West Kelowna mother Natasha Clark is asking for Mounties to snap into action and start dealing with a strip of road being used by area motorists as a racetrack.
“It’s become ridiculous. Someone could get killed,” Clark said. “Webber Road and the entire upper Glenrosa area is treated like a speedway.
“People will drive side-by-side racing at 90/km an hour and there are never any police.”
Concerns around motorist behaviour on the stretch of road aren’t new, but Clark was pushed past tolerance last Friday when her 12-year-old son Salem was hit by a truck she believes was speeding.
“He walked his bike up the hill, and he had just started to ride across the road when a (driver) came flying up the hill and hit him,” she said, noting her son neglected to put on his helmet before impact.
“He was laying there, covered in blood. Now he has stitches, black eyes, he’s bruised and has road rash.”
There are skid-marks at the site of impact, but police have said they can’t find evidence of speeding, and Salem wasn’t using a crosswalk—it’s a point of view which is merely fanning Clark’s anger and frustration.
“It’s (the driver’s) word against his,” she said, noting her son is a high-achiever and honest.
“Police can’t prove speeding, and there were no witnesses.”
Ultimately, however, she says the issue would never be debated had the road been made safer through regular police enforcement and some traffic calming measures.
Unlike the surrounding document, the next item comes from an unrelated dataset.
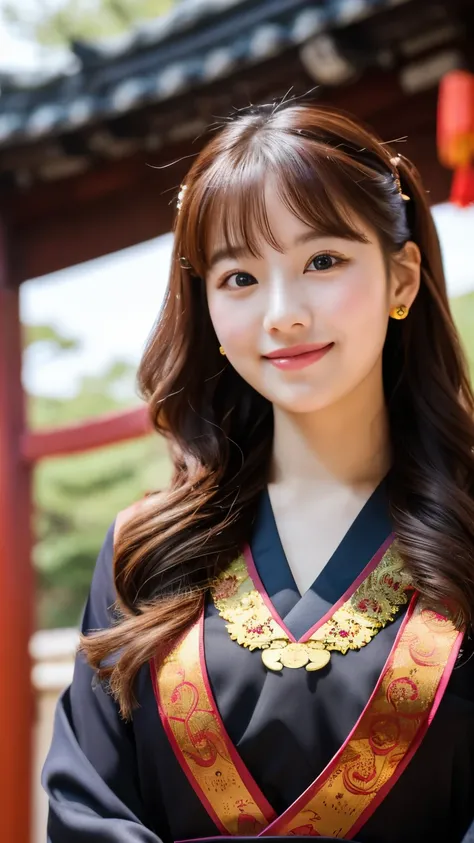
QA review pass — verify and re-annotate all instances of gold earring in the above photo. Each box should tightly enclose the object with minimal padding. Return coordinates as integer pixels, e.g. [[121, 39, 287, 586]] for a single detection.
[[390, 304, 410, 319]]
“There are so many accidents with pedestrians up here,” she said, noting she never sees police during the busiest hours, when her children are going to and from school.
“There are no sidewalks, barely a bike lane and only one crosswalk—that’s it.”
Michael Trenn, of the Glenrosa Residents Association, said it’s an issue the community group has been working with for some time.
“I’ve lived in Glenrosa for eight years, and it’s probably been (a speeding zone) for most of that time and, certainly, in the last few years it’s been more prevalent,” said Trenn.
“The way Webber Road is designed…it invites speeding. There’s no calming, and it’s not uncommon to see people doing 80 km/h as they exit off Glenrosa.”
Webber Road isn’t the only concern in West Kelowna, however. Many of the arterial pathways through the district need to be closely scrutinized, said Mayor Doug Findlater.
“We’re looking at all of our roads in terms of a roads and transportation master plan,” Findlater said. “There’s a longer term concern about the condition of roads we inherited.”
Boucherie and Westlake roads, for example, are just paved wide enough for a car, with no room for pedestrians, while Webber has a bike-lane.
As the road system gets analyzed, Findlater said enforcement has become the focus.
“The No. 1 complaint that I and other (West Kelowna) councillors get is speeding,” he said.
“What I’ve asked about after becoming aware of this is that we have a greater police presence in that area.”
With extra funds, three reservists have been brought in to do extra enforcement, particularly related to school zones.
“They’re doing their best to address it, but it’s difficult for police to have 24/7 coverage everywhere,” he said.
Until the situation is remedied, Clark and others will continue asking for change and Salem will heal from his injuries.
The silver lining of the situation at hand, said Clark, is that the community rallied around her when she needed them.
“All the support was incredible,” she said.